Output: "Quantum computing uses quantum bits (qubits)..."
Turn 2 (includes history):
Input: "User: What is quantum computing?
Assistant: Quantum computing uses quantum bits...
User: Give an example"
Output: "For example, Shor's algorithm can factor large numbers..."
History is client-side to minimize costs. Only necessary context included.Chat history management is client-side to minimize costs.
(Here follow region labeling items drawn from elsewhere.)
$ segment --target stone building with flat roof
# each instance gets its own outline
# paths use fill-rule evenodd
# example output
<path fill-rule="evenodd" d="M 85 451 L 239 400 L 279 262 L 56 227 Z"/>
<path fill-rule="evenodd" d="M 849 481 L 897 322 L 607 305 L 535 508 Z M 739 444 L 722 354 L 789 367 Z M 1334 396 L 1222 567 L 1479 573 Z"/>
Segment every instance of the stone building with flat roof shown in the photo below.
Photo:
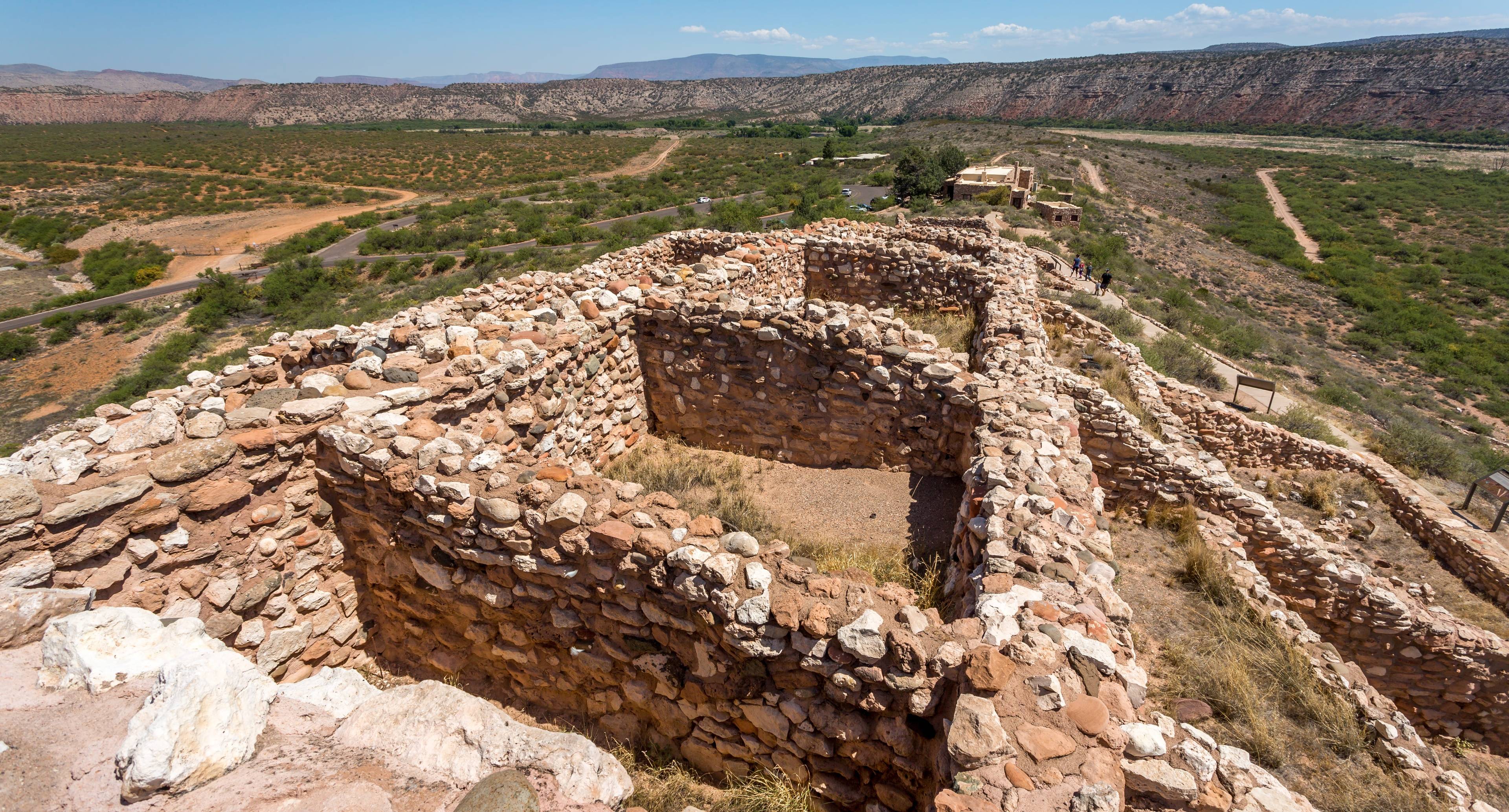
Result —
<path fill-rule="evenodd" d="M 1061 200 L 1032 200 L 1032 208 L 1055 229 L 1077 229 L 1085 209 Z"/>
<path fill-rule="evenodd" d="M 951 200 L 973 200 L 997 188 L 1011 190 L 1011 205 L 1023 208 L 1028 194 L 1037 190 L 1037 170 L 1031 166 L 970 166 L 949 178 L 943 191 Z"/>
Only the necessary context is included in each request, and older turns are pruned when the context window fills.
Inference History and Analytics
The wallet and desktop app track inference history for cost analysis and usage monitoring. Users can view total spend, token counts, and provider distribution.
// Query inference history
curl -X POST https://rpc.tenzro.network \
-H "Content-Type: application/json" \
-d '{
"jsonrpc": "2.0",
"method": "tenzro_getInferenceHistory",
"params": ["0x5678..."], // user address
"id": 1
}'
// Response
{
"jsonrpc": "2.0",
"result": [
{
"timestamp": 1711234567,
"model_id": "0x1234...",
"provider_id": "0xabcd...",
"input_tokens": 1500,
"output_tokens": 500,
"cost": "0.0525",
"strategy": "Cheapest"
}
],
"id": 1
}Analytics help users optimize their inference costs by identifying expensive models, high-volume periods, and routing strategy effectiveness.